What should a head/dean do in this regard to preserve the education quality?
In a department where sex-for-grades is common, you can't stop it by punishing it in an ad-hoc manner. You have to create a comprehensive policy; educate students, faculty, and administration about this policy; and then enforce it.
If you don't have a university policy (or your university policy is not sufficient), you can create a school-wide or departmental policy, depending on the scope of your position.
Your sexual harassment policy should clearly describe:
- Exactly what constitutes sexual harassment,
- What the consequences will be for those involved,
- and (the most important of all), How to safely report harassment.
In addition, you should then take steps to educate
- Faculty, on how to protect themselves against sexual advances from students (steps such as: keep a strictly professional tone in emails and other communication with students, have meetings with students with office door open, etc.)
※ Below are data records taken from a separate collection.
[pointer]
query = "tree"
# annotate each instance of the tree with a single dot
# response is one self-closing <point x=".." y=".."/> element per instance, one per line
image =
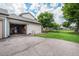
<point x="45" y="19"/>
<point x="71" y="13"/>
<point x="66" y="24"/>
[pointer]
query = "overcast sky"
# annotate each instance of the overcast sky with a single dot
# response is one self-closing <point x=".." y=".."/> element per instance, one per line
<point x="35" y="9"/>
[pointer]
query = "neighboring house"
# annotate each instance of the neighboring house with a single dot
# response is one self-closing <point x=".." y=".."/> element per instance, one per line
<point x="25" y="23"/>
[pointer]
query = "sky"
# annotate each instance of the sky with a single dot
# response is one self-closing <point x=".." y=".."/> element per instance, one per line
<point x="35" y="9"/>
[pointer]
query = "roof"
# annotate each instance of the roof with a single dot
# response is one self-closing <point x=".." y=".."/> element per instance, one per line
<point x="13" y="16"/>
<point x="3" y="11"/>
<point x="23" y="19"/>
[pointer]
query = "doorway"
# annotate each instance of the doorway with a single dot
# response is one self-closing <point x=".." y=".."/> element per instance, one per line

- Administration, on how to respond to allegations against students/faculty with sensitivity and discretion
- Students, on how they can report harassment without fear of retaliation
Who to be punished? Student or professor? Or both ?
As for who to punish: any faculty or administrative staff member who
- solicits sex from a student in return for grades, or threatens to fail a student who won't have sex with them, or
- responds to an offer of sex for grades with anything other than a firm "NO"
should be punished. Of course, it must say so in your policy and you must make sure to educate faculty about this policy.
Students are usually the disadvantaged group in this scenario, and punishing students could deter them from reporting sexual harassment. Therefore, I would advise against punishing students in most cases. I can think of a few exceptions, where it is appropriate to punish students: e.g., students who make repeated sexual advances, despite being warned more than once in an official capacity not to do so.
How to punish?
depends entirely on what kind of punishment you can enforce, as a department head/dean. I have no idea what kind of power you have as a department head/dean in your educational system.
Typically in the U.S. it would be handled at a higher level, as Nate Eldredge pointed out, because department heads in the U.S. don't usually handle disciplinary matters.